They are the GAA’s Punch and Judy.
For some fans, a big football championship match wouldn’t be complete without Joe Brolly and Pat Spillane going at each other on The Sunday Game.
From the row over Brolly’s description of Colm Cooper as a “choker” to Spillane taunting Brolly about his measly, single Celtic Cross, the arguments between the two can, for some, give off a bang of pantomime.
However, in an upcoming interview on Irish TV, The Sunday Game presenter Michael Lyster insists the animosity between the two panellists is not staged, although Lyster insists it stops short of hatred.
“They don’t hate each other, but it’s not a game,” said Lyster, as reported in the Irish Times. “They come with different perspectives on it. What they actually do is bemuse each other, more than dislike each other.”
Lyster does admit that the outspoken Brolly can cross the line, as he did with his comments about Cavan football and Marty Morrissey, but the Galway native reckons Brolly is a “loose cannon worth having”.
“Joe Brolly is a very, very intelligent guy, very knowledgeable in GAA. When you leave out all the madness, what he says is right on the money most of the time. Except he’s always capable of the other thing, that’s neither here nor there, and not on any money,” says Lyster.
“But is he a loose cannon worth having?
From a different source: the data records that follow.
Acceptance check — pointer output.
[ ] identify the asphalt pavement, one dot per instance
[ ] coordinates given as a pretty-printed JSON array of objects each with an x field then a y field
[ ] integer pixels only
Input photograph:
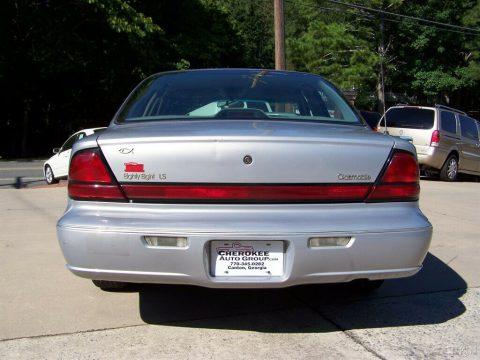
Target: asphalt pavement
[
  {"x": 46, "y": 312},
  {"x": 21, "y": 173}
]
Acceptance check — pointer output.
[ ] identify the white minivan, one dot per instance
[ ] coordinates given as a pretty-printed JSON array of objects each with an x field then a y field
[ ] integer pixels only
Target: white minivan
[
  {"x": 447, "y": 140},
  {"x": 56, "y": 167}
]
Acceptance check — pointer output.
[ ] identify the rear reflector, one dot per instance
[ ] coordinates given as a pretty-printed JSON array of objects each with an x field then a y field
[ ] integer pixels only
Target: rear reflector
[
  {"x": 247, "y": 193},
  {"x": 400, "y": 181},
  {"x": 89, "y": 178},
  {"x": 165, "y": 241},
  {"x": 329, "y": 241}
]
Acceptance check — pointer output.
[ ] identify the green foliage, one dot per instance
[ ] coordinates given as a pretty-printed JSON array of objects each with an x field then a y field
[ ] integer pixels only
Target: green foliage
[
  {"x": 67, "y": 64},
  {"x": 334, "y": 51},
  {"x": 123, "y": 18}
]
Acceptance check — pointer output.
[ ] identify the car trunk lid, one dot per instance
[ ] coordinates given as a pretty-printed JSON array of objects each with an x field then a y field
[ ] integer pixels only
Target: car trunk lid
[{"x": 219, "y": 152}]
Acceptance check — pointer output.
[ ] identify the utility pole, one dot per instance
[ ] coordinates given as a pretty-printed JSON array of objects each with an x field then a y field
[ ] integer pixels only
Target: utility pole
[
  {"x": 381, "y": 84},
  {"x": 279, "y": 18}
]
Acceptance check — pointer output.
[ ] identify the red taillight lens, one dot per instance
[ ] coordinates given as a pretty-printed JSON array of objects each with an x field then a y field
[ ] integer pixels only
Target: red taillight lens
[
  {"x": 247, "y": 193},
  {"x": 434, "y": 141},
  {"x": 400, "y": 181},
  {"x": 89, "y": 178}
]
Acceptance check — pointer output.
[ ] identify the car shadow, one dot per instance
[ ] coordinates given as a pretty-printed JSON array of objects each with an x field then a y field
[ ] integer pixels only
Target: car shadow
[{"x": 430, "y": 297}]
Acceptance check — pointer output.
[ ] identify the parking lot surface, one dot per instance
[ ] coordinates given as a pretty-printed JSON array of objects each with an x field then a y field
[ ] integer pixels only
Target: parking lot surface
[
  {"x": 21, "y": 173},
  {"x": 46, "y": 312}
]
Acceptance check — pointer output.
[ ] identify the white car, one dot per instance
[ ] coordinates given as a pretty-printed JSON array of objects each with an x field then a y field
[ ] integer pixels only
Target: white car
[{"x": 56, "y": 167}]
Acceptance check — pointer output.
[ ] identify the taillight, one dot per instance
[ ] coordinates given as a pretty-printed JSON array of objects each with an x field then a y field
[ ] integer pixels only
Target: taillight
[
  {"x": 435, "y": 138},
  {"x": 266, "y": 193},
  {"x": 89, "y": 178},
  {"x": 400, "y": 181}
]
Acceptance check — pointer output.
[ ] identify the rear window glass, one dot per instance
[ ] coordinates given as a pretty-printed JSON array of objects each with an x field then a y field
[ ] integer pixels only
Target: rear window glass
[
  {"x": 237, "y": 94},
  {"x": 469, "y": 128},
  {"x": 413, "y": 118},
  {"x": 448, "y": 122}
]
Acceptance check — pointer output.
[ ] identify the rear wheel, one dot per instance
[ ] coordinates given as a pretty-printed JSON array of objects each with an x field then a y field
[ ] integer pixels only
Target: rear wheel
[
  {"x": 449, "y": 170},
  {"x": 109, "y": 285},
  {"x": 49, "y": 177}
]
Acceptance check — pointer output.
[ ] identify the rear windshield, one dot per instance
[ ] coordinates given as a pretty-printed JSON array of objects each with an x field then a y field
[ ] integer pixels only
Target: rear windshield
[
  {"x": 412, "y": 118},
  {"x": 237, "y": 94}
]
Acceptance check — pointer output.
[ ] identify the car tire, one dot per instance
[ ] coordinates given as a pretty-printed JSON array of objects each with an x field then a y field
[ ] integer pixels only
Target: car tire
[
  {"x": 109, "y": 285},
  {"x": 49, "y": 176},
  {"x": 449, "y": 170}
]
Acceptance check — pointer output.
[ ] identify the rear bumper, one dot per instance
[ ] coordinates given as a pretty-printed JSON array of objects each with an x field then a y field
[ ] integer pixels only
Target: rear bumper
[{"x": 103, "y": 241}]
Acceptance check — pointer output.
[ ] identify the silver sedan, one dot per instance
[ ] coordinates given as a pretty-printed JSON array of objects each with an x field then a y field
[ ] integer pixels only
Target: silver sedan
[{"x": 240, "y": 178}]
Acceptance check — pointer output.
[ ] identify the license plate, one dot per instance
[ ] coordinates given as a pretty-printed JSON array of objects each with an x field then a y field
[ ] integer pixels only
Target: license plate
[{"x": 246, "y": 258}]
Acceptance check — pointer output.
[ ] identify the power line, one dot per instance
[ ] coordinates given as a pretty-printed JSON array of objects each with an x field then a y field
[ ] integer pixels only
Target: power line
[
  {"x": 366, "y": 17},
  {"x": 389, "y": 13}
]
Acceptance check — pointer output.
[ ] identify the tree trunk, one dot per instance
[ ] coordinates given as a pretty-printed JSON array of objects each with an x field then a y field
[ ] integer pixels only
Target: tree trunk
[{"x": 24, "y": 142}]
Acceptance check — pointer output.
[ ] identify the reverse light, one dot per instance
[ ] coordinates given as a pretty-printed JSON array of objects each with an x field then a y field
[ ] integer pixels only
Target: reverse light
[
  {"x": 315, "y": 242},
  {"x": 400, "y": 181},
  {"x": 89, "y": 178},
  {"x": 165, "y": 241},
  {"x": 435, "y": 139}
]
Yes. If he was a guy that was just a mouth, that was saying things for attention, that wouldn’t work. But you can strip back his comments, and some of things he says that gets under people’s skins, and say, ‘well, what about the point he was making’ and you’ll find the point was pretty accurate.”
It may contradict a point he made two weeks (or minutes) earlier, but that doesn’t mean it was not a point worth making.